Washlets in Japan are typically equipped with features ranging from seat warming and bidet functions - with variable pressure - to air-drying and smell-removing mechanisms.

Foreign visitors have complained that they struggle to understand a washlet's various functions and which buttons to press, Toto spokesman Hirofumi Matsutake told The Japan Times.

"Together with other (toilet) producers, we have standardised the remote control icons," Mr Matsutake said, adding that the new toilet systems will start selling from Feb 1.

Japan's toilet culture has come under the government's scrutiny as the country prepares to welcome tens of millions of foreign visitors in the run-up to the Tokyo 2020 Olympics.

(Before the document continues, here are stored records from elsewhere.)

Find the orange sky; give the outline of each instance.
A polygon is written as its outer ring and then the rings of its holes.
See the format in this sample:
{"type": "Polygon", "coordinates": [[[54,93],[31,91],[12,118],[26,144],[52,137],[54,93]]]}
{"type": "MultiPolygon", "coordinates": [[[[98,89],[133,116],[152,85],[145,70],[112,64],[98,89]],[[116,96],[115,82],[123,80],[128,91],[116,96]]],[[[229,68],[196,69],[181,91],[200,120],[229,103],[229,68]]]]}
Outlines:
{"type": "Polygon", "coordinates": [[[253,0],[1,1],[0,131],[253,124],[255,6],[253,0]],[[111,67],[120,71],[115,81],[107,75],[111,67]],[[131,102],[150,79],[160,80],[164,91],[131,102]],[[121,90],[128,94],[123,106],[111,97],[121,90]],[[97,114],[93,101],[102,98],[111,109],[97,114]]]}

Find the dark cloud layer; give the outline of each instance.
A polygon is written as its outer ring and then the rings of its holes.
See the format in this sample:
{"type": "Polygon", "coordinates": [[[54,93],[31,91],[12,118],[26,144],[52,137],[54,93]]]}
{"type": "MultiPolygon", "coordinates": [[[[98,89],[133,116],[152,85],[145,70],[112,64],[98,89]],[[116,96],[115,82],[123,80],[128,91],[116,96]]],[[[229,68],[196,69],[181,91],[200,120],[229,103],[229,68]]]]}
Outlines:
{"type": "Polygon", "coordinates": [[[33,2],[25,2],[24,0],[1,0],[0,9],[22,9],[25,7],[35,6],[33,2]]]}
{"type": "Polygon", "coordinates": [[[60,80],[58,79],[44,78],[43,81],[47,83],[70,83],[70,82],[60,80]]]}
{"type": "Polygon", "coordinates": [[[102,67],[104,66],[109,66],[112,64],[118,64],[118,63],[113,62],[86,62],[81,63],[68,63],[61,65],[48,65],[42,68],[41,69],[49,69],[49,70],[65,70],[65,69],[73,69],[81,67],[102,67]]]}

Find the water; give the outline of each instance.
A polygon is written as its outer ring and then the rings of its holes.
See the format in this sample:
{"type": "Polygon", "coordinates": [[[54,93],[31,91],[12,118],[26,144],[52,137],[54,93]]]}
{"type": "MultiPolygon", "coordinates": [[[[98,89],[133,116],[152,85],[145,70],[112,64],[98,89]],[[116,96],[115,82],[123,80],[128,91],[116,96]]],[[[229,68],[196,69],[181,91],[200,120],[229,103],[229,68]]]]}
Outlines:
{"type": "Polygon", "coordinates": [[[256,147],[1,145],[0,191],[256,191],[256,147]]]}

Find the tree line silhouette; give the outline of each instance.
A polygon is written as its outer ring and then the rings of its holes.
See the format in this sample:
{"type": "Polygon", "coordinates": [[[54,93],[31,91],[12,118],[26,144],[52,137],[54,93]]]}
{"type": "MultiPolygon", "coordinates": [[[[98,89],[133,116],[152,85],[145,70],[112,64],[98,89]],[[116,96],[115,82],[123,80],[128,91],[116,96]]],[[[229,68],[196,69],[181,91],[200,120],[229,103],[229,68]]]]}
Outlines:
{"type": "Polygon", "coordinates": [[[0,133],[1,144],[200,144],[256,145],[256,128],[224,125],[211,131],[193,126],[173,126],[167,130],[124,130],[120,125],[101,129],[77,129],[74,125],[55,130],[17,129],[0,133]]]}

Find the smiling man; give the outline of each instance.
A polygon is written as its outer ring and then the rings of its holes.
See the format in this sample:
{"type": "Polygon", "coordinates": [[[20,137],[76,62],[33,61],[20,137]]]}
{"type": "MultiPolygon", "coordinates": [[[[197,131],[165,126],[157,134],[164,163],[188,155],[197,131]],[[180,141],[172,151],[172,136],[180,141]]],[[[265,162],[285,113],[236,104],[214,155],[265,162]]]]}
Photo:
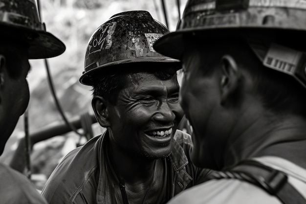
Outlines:
{"type": "Polygon", "coordinates": [[[116,14],[89,40],[80,82],[91,86],[102,136],[70,152],[43,190],[50,204],[164,204],[203,181],[190,160],[179,61],[153,48],[168,32],[146,11],[116,14]]]}

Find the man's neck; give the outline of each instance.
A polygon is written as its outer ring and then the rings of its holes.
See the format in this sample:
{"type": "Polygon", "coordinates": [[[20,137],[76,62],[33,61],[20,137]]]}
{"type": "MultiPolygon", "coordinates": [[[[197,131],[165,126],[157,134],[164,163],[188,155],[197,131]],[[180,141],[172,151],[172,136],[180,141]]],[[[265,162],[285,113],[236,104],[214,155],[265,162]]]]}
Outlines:
{"type": "MultiPolygon", "coordinates": [[[[110,133],[111,134],[111,133],[110,133]]],[[[117,176],[131,185],[141,185],[152,178],[155,159],[147,158],[139,154],[127,152],[113,141],[109,141],[109,149],[117,176]]]]}
{"type": "Polygon", "coordinates": [[[301,160],[306,154],[303,147],[306,144],[306,120],[293,115],[267,116],[263,113],[252,118],[242,116],[240,121],[243,122],[233,129],[224,152],[225,167],[264,156],[278,156],[306,167],[306,159],[301,160]]]}

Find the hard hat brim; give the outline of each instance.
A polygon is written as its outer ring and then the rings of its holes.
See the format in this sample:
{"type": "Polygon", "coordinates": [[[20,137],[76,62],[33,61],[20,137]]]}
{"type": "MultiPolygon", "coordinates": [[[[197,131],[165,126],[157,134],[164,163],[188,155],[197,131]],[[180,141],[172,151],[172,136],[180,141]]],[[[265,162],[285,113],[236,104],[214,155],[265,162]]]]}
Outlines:
{"type": "MultiPolygon", "coordinates": [[[[181,60],[185,49],[184,36],[186,34],[200,33],[203,40],[208,42],[210,38],[218,38],[237,36],[240,34],[246,32],[252,33],[253,32],[260,33],[262,35],[265,33],[273,33],[278,38],[277,40],[284,43],[291,44],[297,49],[305,48],[306,43],[304,43],[303,36],[306,31],[278,28],[275,27],[218,27],[213,28],[189,28],[167,34],[158,39],[153,45],[154,49],[157,52],[168,57],[181,60]]],[[[205,45],[205,44],[203,44],[205,45]]]]}
{"type": "Polygon", "coordinates": [[[35,30],[20,26],[0,23],[0,36],[16,42],[23,42],[28,46],[29,59],[56,57],[66,50],[65,44],[58,38],[44,30],[35,30]]]}
{"type": "Polygon", "coordinates": [[[109,70],[109,68],[122,68],[125,65],[131,63],[158,63],[158,64],[177,64],[177,70],[180,68],[179,65],[180,61],[175,59],[173,59],[167,56],[152,56],[144,57],[137,58],[132,58],[131,59],[125,59],[120,61],[112,62],[109,63],[102,65],[101,66],[97,67],[94,68],[86,71],[80,78],[80,82],[85,85],[92,86],[92,82],[90,76],[94,75],[97,71],[104,71],[109,70]],[[101,68],[104,68],[103,69],[101,68]]]}

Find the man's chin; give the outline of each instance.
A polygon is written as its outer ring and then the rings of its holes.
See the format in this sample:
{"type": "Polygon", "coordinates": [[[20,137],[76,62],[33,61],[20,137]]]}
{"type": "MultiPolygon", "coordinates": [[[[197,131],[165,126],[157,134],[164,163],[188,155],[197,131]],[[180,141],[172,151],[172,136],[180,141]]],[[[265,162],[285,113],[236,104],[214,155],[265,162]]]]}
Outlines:
{"type": "Polygon", "coordinates": [[[155,160],[155,159],[163,159],[165,158],[167,158],[171,154],[171,151],[170,151],[168,154],[164,154],[163,155],[154,155],[146,153],[142,153],[140,154],[141,157],[146,159],[155,160]]]}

A campaign was launched recently to convert unpopular Asian-style squat toilets in public places into sit-on "western" models.

About 40 per cent of toilets at 4,000 locations in popular tourist spots are "squatters", according to the Japan Tourism Agency, as reported by Agence France-Presse.

Narita Airport, Japan's biggest international gateway, is spending 5 billion yen (S$59 million) to refurbish its toilets at all three terminals by March 2020, The Japan Times reported.

In view of the anticipated large number of visitors, Toto has also introduced self-cleaning toilets for public washrooms, Mr Matsutake said.

The new toilet systems are equipped with technology that allows operators of public washrooms to maintain cleanliness more easily, he said. For example, the flushing water used in the new systems has a high concentration of cleaning chemical.

"We hope that (foreign) users who learn how comfortable (washlets) can be will want to install them in their residences when they return home," said Mr Matsutake.